Epica Etica Etnica Pathos (Epic, Ethics, Ethnic, Pathos) is the last studio album released by the Italian punk rock band CCCP Fedeli alla linea in 1990.

It sounds completely different from their previous works, and could be considered as the “real” first album by C.S.I.

The short, fast, hard music, with stripped-down instrumentation and punk rock melodies were substituted by a more melancholic and declamatory vein.

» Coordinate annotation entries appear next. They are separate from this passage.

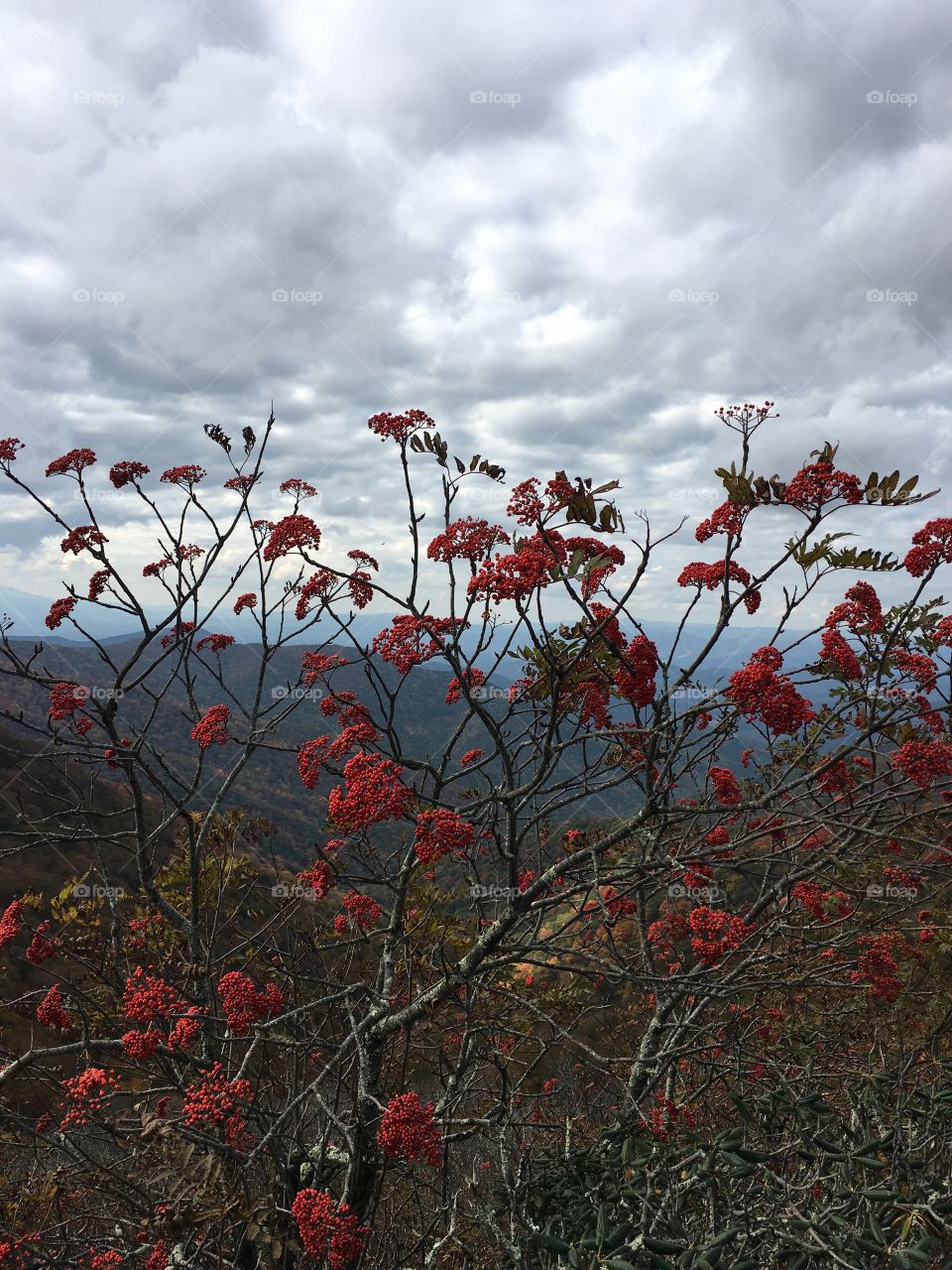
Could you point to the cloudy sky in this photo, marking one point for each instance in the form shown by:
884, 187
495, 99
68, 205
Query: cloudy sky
565, 230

The album sessions made use of original, and unique techniques for recording instruments and sound effects in rock music. It was directly played, and recorded in a farmhouse in the Emilia Romagna countryside. The use of those techniques, the surrounding ambient, the use of the natural echo made out a really soft sound instead of the clean and sometimes empty uniformity of a usual studio recording.

CCCP reached their zenith with this album, with songs like the complex suites "MACISTE contro TUTTI", or "Aghia Sophia", "Depressione Caspica" and "Annarella".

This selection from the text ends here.